Under the direction of Dr. Susan C. Ryan, the Center’s Executive Vice President of the Research Institute, undergraduate students may, but are not required to, enroll for 6 credit hours in Anthropology 379, through Adams State University in Colorado that can be transferred to their home institution.
This field school is certified by the Register of Professional Archaeologists.

Crow Canyon’s College Field School is certified by the Register of Professional Archaeologists.

Anonymous Testimonials from former College Field School Students:

“Working with Native Scholars and hearing their perspectives on our work was extremely valuable to me.
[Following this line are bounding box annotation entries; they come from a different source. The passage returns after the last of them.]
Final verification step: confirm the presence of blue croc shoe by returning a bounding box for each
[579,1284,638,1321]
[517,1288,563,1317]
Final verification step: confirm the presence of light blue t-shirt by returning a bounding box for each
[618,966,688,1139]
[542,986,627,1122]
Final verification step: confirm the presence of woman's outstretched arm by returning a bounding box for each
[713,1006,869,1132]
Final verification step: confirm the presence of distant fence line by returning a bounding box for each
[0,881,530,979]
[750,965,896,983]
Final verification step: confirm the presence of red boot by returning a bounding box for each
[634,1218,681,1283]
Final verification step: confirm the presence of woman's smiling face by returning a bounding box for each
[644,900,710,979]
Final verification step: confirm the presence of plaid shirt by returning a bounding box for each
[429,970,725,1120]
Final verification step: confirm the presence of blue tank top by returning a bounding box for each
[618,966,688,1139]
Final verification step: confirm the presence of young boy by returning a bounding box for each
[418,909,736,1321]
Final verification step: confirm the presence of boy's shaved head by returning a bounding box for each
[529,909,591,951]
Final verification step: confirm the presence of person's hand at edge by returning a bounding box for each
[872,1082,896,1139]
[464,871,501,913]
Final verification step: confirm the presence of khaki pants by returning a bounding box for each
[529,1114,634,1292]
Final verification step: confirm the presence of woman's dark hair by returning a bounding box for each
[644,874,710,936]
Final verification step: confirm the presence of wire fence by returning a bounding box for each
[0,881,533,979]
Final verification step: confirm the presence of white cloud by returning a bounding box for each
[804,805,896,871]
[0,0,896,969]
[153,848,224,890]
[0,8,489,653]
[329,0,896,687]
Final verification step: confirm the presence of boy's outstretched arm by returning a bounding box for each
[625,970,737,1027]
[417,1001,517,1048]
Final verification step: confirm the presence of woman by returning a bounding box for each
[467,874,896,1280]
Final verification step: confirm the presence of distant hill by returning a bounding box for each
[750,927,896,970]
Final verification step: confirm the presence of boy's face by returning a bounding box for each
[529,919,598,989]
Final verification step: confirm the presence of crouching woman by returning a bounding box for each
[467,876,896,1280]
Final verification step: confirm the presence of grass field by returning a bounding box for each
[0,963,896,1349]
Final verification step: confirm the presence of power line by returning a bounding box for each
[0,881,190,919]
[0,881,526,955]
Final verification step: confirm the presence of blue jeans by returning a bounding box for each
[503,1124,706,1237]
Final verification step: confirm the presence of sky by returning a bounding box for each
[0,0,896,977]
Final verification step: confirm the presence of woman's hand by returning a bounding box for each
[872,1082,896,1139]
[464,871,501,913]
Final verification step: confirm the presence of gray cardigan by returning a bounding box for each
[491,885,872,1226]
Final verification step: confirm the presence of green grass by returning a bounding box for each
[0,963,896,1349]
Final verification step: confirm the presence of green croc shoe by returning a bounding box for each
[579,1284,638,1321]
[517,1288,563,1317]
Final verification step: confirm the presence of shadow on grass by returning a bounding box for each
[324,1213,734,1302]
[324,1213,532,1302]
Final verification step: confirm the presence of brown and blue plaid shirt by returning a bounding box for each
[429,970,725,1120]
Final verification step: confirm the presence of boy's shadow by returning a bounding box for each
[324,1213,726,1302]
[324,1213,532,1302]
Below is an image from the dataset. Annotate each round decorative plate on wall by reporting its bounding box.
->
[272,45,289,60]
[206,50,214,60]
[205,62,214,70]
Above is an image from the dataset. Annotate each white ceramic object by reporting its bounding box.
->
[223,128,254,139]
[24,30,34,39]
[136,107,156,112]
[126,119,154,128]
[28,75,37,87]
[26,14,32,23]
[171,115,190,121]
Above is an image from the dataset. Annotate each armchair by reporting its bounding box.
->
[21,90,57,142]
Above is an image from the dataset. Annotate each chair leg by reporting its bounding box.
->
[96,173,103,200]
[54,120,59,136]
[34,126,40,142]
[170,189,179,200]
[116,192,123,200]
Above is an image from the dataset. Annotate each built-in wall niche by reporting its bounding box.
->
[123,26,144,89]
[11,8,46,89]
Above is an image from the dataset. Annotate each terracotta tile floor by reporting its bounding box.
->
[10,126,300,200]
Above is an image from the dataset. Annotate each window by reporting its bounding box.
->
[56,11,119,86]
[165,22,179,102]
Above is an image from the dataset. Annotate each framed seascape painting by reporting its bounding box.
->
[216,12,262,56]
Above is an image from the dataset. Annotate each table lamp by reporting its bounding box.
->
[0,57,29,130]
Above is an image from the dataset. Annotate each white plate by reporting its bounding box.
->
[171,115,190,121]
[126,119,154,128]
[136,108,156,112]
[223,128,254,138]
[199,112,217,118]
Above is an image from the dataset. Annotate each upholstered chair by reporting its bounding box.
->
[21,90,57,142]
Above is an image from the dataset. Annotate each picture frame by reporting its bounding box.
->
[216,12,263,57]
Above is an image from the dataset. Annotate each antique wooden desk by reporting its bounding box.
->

It’s something I will carry with me forever, personally and academically.”


“Working in teams and learning how to cooperate on a research project will pay dividends for future collaboration.”


“I didn’t know much about graduate school things before going into this program. Nor did I know too much about the professional world of archaeology, but now I have a clearer picture of both.”

Stipends
Qualifying students will receive a stipend to support their attendance through the National Science Foundation’s Research Experiences for Undergraduates program (NSF REU 1851763).

Accommodations
Accommodations are in comfortable, shared cabins on Crow Canyon’s 170-acre campus, just outside the town of Cortez. Students must provide their own sleeping kits and personal gear and will be housed in cabins designed to be energy efficient. Cabins include shower and toilet facilities. Housing costs are included with this program.

    • Crow Canyon provides Wi-Fi Internet service in campus buildings.
    • Laundry facilities will be made available to students.

Meals
This program provides all meals, seven days a week for breakfast, lunch, and dinner. On-campus meals are served cafeteria-style in the lodge. Dinner and lunches on campus include a salad bar and a vegetarian entree. Fresh fruit, lemonade, iced tea, and coffee are available on campus all day. If you are working at the Haynie site or on survey, snacks, water, and a picnic lunch (sandwiches, fresh fruit, chips, and cookies) are provided. Juice, spring water, and soda are available from the vending machine behind the lodge. Meal costs are included with this program.

Campus
Crow Canyon’s 170-acre campus, located just outside the town of Cortez, features a large meadow, pinyon- and juniper-covered hillsides, and spectacular views of Mesa Verde and the La Plata Mountains. A short nature trail winds through the woods. Buildings on campus include the lodge, cabins, 10 Diné style hogans, two learning centers, and the Gates Archaeology Laboratory (the Gates Building), which houses classrooms, libraries, offices, and a material culture laboratory. A lounge area is also available in the Gates Building.

All indoor facilities are smoke-free. Wildfires are a real danger in our area; if you smoke, please do so only in the designated smoking area, at the picnic table behind the lodge. Smoking by minors (under age 18) is prohibited. In addition to hosting participants in Crow Canyon programs, our rural campus is also visited by a variety of wildlife, including deer, rabbits, marmots, birds, snakes, lizards, foxes, coyotes, and the occasional mountain lion.

The field school fee covers in-field transportation, field equipment rental, housing, meals, instructor fees, evening lectures, and field trips to ancestral Pueblo sites in the Mesa Verde region. Transportation to and from Cortez and your personal gear are your responsibility. Weekends are yours to explore the cultural and natural attractions in the area.